Nada de esto ha sido fácil. Nunca lo es transformar la realidad. Y hoy, al volver la mirada atrás, cualquier español sabe los esfuerzos que ha tenido que hacer. El propio Gobierno, nada más tomar posesión, tuvo que ajustar su programa a una realidad desoladora. Tuvimos que tomar medidas duras. No había otra alternativa, ni teníamos otra opción: o interveníamos con decisión, o nos intervenían.

Al cabo de tres años, hemos visto que algunas decisiones no sólo eran necesarias, sino que eran las decisiones correctas. Unos resultados pudimos verlos pronto: así, donde otros países europeos se vieron obligados a la reducción de su Estado del Bienestar, España ha podido, pese a todo, seguir haciendo política social y mantener incólumes sus prestaciones esenciales. Y otros resultados no tardarán en verse: el nuevo escenario económico, y la recuperación de los ingresos públicos por fin nos ha permitido acometer una importante reforma fiscal, que esta misma semana se ha aprobado definitivamente. Así, el próximo mes de enero, los españoles verán que la única reducción drástica que les afecta es la bajada de impuestos.
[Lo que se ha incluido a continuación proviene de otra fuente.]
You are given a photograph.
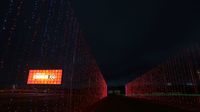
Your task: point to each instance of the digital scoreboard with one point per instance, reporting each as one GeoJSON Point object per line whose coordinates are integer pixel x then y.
{"type": "Point", "coordinates": [53, 77]}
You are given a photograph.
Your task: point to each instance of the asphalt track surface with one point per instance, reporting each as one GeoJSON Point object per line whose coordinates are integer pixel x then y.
{"type": "Point", "coordinates": [127, 104]}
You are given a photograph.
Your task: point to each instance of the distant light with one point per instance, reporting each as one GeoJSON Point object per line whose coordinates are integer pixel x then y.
{"type": "Point", "coordinates": [169, 84]}
{"type": "Point", "coordinates": [189, 84]}
{"type": "Point", "coordinates": [44, 77]}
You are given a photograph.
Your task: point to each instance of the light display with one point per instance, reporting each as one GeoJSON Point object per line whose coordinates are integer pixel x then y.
{"type": "Point", "coordinates": [45, 77]}
{"type": "Point", "coordinates": [174, 82]}
{"type": "Point", "coordinates": [37, 34]}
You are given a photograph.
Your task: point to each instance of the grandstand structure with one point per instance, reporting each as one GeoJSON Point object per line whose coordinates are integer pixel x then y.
{"type": "Point", "coordinates": [175, 82]}
{"type": "Point", "coordinates": [46, 35]}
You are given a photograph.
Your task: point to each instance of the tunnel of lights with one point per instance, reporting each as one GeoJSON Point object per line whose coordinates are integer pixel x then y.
{"type": "Point", "coordinates": [45, 35]}
{"type": "Point", "coordinates": [174, 82]}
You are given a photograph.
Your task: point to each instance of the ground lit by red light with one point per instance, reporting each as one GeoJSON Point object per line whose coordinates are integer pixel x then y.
{"type": "Point", "coordinates": [45, 77]}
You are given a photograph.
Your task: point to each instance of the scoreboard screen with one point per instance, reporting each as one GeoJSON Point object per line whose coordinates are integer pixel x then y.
{"type": "Point", "coordinates": [53, 77]}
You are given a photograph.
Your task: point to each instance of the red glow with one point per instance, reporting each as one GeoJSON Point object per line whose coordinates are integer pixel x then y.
{"type": "Point", "coordinates": [44, 77]}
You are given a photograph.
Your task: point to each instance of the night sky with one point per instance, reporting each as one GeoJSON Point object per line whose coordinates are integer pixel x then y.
{"type": "Point", "coordinates": [129, 37]}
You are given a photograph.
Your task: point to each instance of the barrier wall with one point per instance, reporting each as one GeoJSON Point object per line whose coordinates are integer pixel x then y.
{"type": "Point", "coordinates": [45, 34]}
{"type": "Point", "coordinates": [174, 82]}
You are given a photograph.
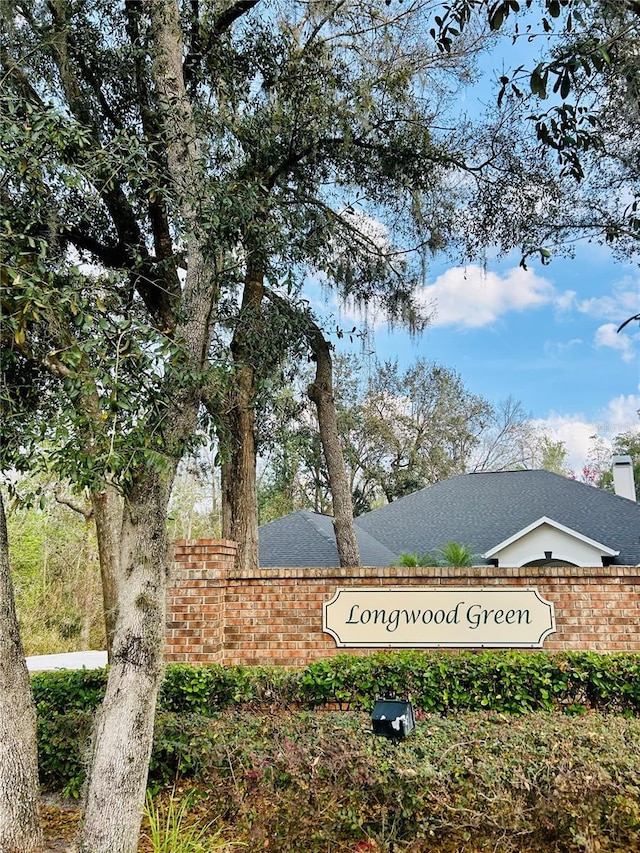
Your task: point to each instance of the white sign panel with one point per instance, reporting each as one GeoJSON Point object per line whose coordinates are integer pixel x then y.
{"type": "Point", "coordinates": [443, 617]}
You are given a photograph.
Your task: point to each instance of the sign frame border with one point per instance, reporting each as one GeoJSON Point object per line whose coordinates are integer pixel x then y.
{"type": "Point", "coordinates": [433, 645]}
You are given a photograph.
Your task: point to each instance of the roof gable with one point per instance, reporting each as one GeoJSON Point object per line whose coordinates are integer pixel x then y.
{"type": "Point", "coordinates": [525, 546]}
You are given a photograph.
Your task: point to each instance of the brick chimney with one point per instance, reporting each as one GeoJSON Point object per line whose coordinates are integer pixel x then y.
{"type": "Point", "coordinates": [623, 483]}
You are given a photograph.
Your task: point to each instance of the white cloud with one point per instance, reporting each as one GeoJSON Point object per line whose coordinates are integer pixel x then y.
{"type": "Point", "coordinates": [621, 415]}
{"type": "Point", "coordinates": [471, 297]}
{"type": "Point", "coordinates": [616, 306]}
{"type": "Point", "coordinates": [574, 431]}
{"type": "Point", "coordinates": [577, 432]}
{"type": "Point", "coordinates": [607, 335]}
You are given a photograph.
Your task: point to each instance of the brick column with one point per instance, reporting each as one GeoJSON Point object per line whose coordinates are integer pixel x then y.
{"type": "Point", "coordinates": [195, 600]}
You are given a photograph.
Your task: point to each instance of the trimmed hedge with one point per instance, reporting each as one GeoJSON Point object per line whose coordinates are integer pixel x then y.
{"type": "Point", "coordinates": [514, 683]}
{"type": "Point", "coordinates": [509, 682]}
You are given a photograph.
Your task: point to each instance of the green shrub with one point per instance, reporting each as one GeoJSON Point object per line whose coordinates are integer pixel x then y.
{"type": "Point", "coordinates": [510, 682]}
{"type": "Point", "coordinates": [66, 690]}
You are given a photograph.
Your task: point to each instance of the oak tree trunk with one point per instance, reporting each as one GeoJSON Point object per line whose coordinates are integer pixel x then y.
{"type": "Point", "coordinates": [321, 393]}
{"type": "Point", "coordinates": [107, 510]}
{"type": "Point", "coordinates": [124, 727]}
{"type": "Point", "coordinates": [240, 478]}
{"type": "Point", "coordinates": [20, 829]}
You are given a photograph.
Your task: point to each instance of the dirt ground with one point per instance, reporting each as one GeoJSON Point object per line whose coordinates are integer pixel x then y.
{"type": "Point", "coordinates": [60, 820]}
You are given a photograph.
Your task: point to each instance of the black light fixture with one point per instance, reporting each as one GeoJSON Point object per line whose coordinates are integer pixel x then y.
{"type": "Point", "coordinates": [393, 718]}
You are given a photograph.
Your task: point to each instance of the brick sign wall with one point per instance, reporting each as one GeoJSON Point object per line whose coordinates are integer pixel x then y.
{"type": "Point", "coordinates": [274, 616]}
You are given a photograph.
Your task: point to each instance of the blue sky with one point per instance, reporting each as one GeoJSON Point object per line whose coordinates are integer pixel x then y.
{"type": "Point", "coordinates": [547, 336]}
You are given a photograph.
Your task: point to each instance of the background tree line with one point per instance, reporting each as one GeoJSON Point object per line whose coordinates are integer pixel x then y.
{"type": "Point", "coordinates": [170, 175]}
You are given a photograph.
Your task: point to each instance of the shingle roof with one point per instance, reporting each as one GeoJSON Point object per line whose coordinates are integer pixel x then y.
{"type": "Point", "coordinates": [306, 538]}
{"type": "Point", "coordinates": [482, 510]}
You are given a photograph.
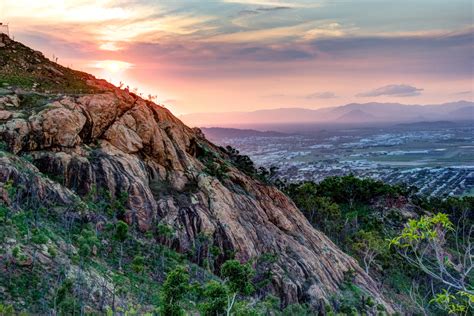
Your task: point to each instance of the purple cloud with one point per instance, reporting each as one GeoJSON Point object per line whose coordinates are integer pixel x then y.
{"type": "Point", "coordinates": [397, 90]}
{"type": "Point", "coordinates": [321, 95]}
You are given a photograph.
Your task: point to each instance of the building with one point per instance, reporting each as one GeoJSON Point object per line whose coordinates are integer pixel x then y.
{"type": "Point", "coordinates": [4, 29]}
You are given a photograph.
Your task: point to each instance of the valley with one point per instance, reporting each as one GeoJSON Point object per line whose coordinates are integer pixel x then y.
{"type": "Point", "coordinates": [437, 158]}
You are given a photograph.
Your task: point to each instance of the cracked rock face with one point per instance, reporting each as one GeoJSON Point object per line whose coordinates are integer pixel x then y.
{"type": "Point", "coordinates": [122, 143]}
{"type": "Point", "coordinates": [116, 141]}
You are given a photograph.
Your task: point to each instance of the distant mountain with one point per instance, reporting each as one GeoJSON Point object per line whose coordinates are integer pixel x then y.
{"type": "Point", "coordinates": [218, 133]}
{"type": "Point", "coordinates": [356, 116]}
{"type": "Point", "coordinates": [349, 113]}
{"type": "Point", "coordinates": [463, 113]}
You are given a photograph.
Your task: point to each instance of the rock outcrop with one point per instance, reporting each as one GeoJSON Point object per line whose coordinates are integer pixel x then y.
{"type": "Point", "coordinates": [117, 141]}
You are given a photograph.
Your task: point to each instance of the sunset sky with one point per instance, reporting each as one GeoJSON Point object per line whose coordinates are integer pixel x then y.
{"type": "Point", "coordinates": [240, 55]}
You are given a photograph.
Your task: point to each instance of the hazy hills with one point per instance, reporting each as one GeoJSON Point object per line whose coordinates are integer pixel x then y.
{"type": "Point", "coordinates": [373, 112]}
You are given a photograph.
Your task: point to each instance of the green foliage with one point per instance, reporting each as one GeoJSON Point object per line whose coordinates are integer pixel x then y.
{"type": "Point", "coordinates": [38, 236]}
{"type": "Point", "coordinates": [424, 229]}
{"type": "Point", "coordinates": [239, 276]}
{"type": "Point", "coordinates": [138, 264]}
{"type": "Point", "coordinates": [7, 310]}
{"type": "Point", "coordinates": [457, 303]}
{"type": "Point", "coordinates": [173, 291]}
{"type": "Point", "coordinates": [87, 241]}
{"type": "Point", "coordinates": [215, 296]}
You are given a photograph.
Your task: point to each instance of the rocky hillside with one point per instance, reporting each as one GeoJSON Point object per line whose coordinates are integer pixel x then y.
{"type": "Point", "coordinates": [82, 136]}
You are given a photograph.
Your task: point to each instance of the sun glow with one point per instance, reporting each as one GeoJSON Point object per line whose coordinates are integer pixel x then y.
{"type": "Point", "coordinates": [113, 66]}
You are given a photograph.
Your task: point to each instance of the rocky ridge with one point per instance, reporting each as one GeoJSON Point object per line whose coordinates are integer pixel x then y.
{"type": "Point", "coordinates": [115, 140]}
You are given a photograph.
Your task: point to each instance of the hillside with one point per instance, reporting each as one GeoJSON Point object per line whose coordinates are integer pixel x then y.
{"type": "Point", "coordinates": [81, 157]}
{"type": "Point", "coordinates": [372, 112]}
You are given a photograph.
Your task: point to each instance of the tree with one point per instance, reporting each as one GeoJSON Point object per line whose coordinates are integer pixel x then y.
{"type": "Point", "coordinates": [121, 235]}
{"type": "Point", "coordinates": [216, 296]}
{"type": "Point", "coordinates": [238, 278]}
{"type": "Point", "coordinates": [173, 291]}
{"type": "Point", "coordinates": [369, 245]}
{"type": "Point", "coordinates": [424, 243]}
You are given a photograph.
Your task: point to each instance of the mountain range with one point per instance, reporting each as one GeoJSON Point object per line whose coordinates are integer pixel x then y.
{"type": "Point", "coordinates": [355, 113]}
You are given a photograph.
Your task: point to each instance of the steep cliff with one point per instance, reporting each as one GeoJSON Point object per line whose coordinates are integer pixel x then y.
{"type": "Point", "coordinates": [87, 134]}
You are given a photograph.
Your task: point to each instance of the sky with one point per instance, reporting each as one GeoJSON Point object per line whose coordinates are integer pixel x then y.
{"type": "Point", "coordinates": [244, 55]}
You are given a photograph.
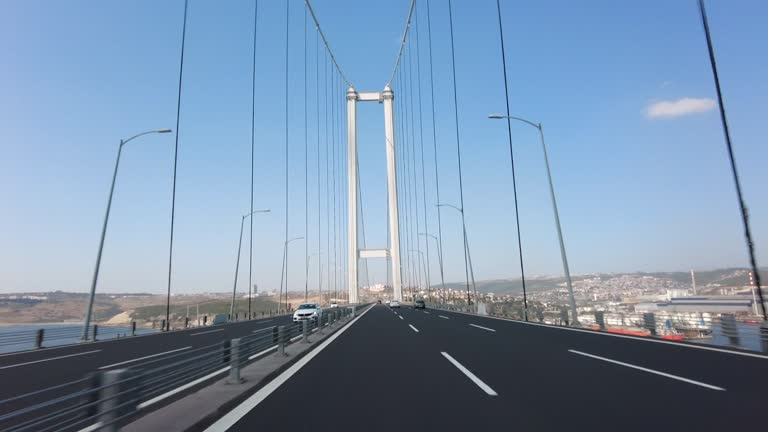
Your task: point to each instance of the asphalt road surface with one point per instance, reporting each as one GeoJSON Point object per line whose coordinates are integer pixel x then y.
{"type": "Point", "coordinates": [413, 370]}
{"type": "Point", "coordinates": [29, 371]}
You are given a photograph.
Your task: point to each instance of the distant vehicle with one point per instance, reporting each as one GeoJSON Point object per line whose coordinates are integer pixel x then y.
{"type": "Point", "coordinates": [307, 311]}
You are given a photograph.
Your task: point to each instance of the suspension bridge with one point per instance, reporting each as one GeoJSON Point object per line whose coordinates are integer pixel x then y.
{"type": "Point", "coordinates": [365, 365]}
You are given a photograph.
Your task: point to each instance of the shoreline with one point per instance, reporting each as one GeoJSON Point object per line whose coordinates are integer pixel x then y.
{"type": "Point", "coordinates": [7, 324]}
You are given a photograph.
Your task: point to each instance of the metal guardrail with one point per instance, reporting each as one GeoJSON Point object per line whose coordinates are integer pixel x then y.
{"type": "Point", "coordinates": [718, 329]}
{"type": "Point", "coordinates": [48, 336]}
{"type": "Point", "coordinates": [105, 400]}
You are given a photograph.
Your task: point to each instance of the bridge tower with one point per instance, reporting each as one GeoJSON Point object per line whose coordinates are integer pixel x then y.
{"type": "Point", "coordinates": [355, 254]}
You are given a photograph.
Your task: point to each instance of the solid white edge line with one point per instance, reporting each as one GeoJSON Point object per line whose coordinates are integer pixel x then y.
{"type": "Point", "coordinates": [675, 377]}
{"type": "Point", "coordinates": [484, 328]}
{"type": "Point", "coordinates": [232, 417]}
{"type": "Point", "coordinates": [486, 388]}
{"type": "Point", "coordinates": [47, 359]}
{"type": "Point", "coordinates": [143, 358]}
{"type": "Point", "coordinates": [91, 428]}
{"type": "Point", "coordinates": [209, 331]}
{"type": "Point", "coordinates": [641, 339]}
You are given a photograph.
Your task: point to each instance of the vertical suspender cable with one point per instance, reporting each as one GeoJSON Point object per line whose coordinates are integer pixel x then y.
{"type": "Point", "coordinates": [317, 129]}
{"type": "Point", "coordinates": [285, 247]}
{"type": "Point", "coordinates": [306, 171]}
{"type": "Point", "coordinates": [434, 142]}
{"type": "Point", "coordinates": [423, 166]}
{"type": "Point", "coordinates": [327, 184]}
{"type": "Point", "coordinates": [175, 165]}
{"type": "Point", "coordinates": [333, 177]}
{"type": "Point", "coordinates": [253, 145]}
{"type": "Point", "coordinates": [404, 182]}
{"type": "Point", "coordinates": [512, 162]}
{"type": "Point", "coordinates": [734, 171]}
{"type": "Point", "coordinates": [407, 183]}
{"type": "Point", "coordinates": [458, 148]}
{"type": "Point", "coordinates": [414, 169]}
{"type": "Point", "coordinates": [401, 179]}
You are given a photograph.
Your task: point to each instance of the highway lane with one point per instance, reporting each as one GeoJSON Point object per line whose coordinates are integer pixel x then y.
{"type": "Point", "coordinates": [34, 370]}
{"type": "Point", "coordinates": [411, 370]}
{"type": "Point", "coordinates": [534, 368]}
{"type": "Point", "coordinates": [378, 375]}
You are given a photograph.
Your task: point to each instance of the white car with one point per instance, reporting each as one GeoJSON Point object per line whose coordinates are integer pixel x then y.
{"type": "Point", "coordinates": [307, 311]}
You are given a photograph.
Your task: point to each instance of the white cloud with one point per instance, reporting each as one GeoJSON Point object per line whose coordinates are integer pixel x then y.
{"type": "Point", "coordinates": [680, 107]}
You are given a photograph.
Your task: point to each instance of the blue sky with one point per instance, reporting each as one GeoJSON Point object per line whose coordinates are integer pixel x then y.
{"type": "Point", "coordinates": [636, 192]}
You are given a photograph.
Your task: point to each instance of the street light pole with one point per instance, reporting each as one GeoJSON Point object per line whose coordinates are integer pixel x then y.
{"type": "Point", "coordinates": [104, 230]}
{"type": "Point", "coordinates": [237, 264]}
{"type": "Point", "coordinates": [566, 270]}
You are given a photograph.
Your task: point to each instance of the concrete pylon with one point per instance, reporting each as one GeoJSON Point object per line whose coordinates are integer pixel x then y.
{"type": "Point", "coordinates": [386, 97]}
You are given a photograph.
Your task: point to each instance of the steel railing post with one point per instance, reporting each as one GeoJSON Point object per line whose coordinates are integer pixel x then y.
{"type": "Point", "coordinates": [649, 322]}
{"type": "Point", "coordinates": [730, 328]}
{"type": "Point", "coordinates": [600, 319]}
{"type": "Point", "coordinates": [39, 338]}
{"type": "Point", "coordinates": [281, 341]}
{"type": "Point", "coordinates": [112, 397]}
{"type": "Point", "coordinates": [234, 363]}
{"type": "Point", "coordinates": [226, 351]}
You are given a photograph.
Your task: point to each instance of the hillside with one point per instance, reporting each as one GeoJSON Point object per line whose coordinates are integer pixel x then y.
{"type": "Point", "coordinates": [730, 277]}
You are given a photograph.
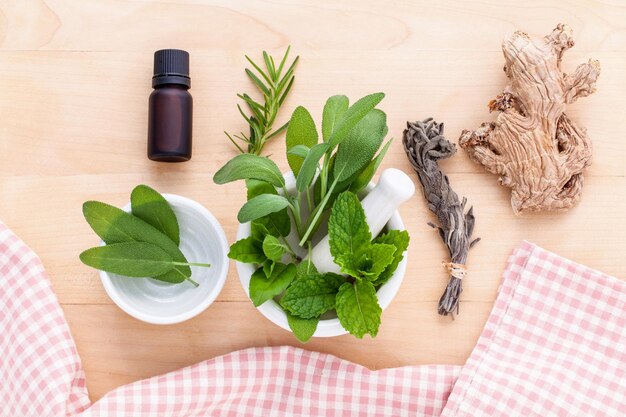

Nada de esto hubiera sido posible sin la responsabilidad de la sociedad española y sin un elemento de extraordinario valor político: la estabilidad institucional. Afrontar una tarea reformista como la que hemos llevado a cabo en estos tres años no hubiera sido posible en medio de vaivenes o incertidumbres y, menos aún en un escenario de revisión completa de nuestro marco institucional. Si hoy España es el país que más crece de la zona euro se debe a que es el país donde más reformas se han podido hacer porque su Gobierno creía en ellas y contaba con la fuerza y el apoyo parlamentario para llevarlas a cabo. La estabilidad política también contribuye, y de forma muy significativa, en el crecimiento de la actividad económica de un país, en la cotización de sus empresas y en el bienestar de sus ciudadanos.

La legislatura no está acabada, todavía nos queda por delante un intenso año de reformas, incluidas las que presentaré la próxima semana ante el Congreso para mejorar la lucha contra la corrupción. Somos inconformistas: sabemos que el secreto del éxito -como dijo el gran político Disraeli- es la constancia en el propósito. Con la misma perseverancia y la misma determinación de estos tres años seguiremos trabajando para cumplir el mandato que nos dieron las urnas: sacar a España de la crisis, fijar pilares sólidos para el futuro y volver a sentirnos orgullosos de un país que tiene una historia de éxito que merece ser contada.

Mariano Rajoy, presidente del Gobierno.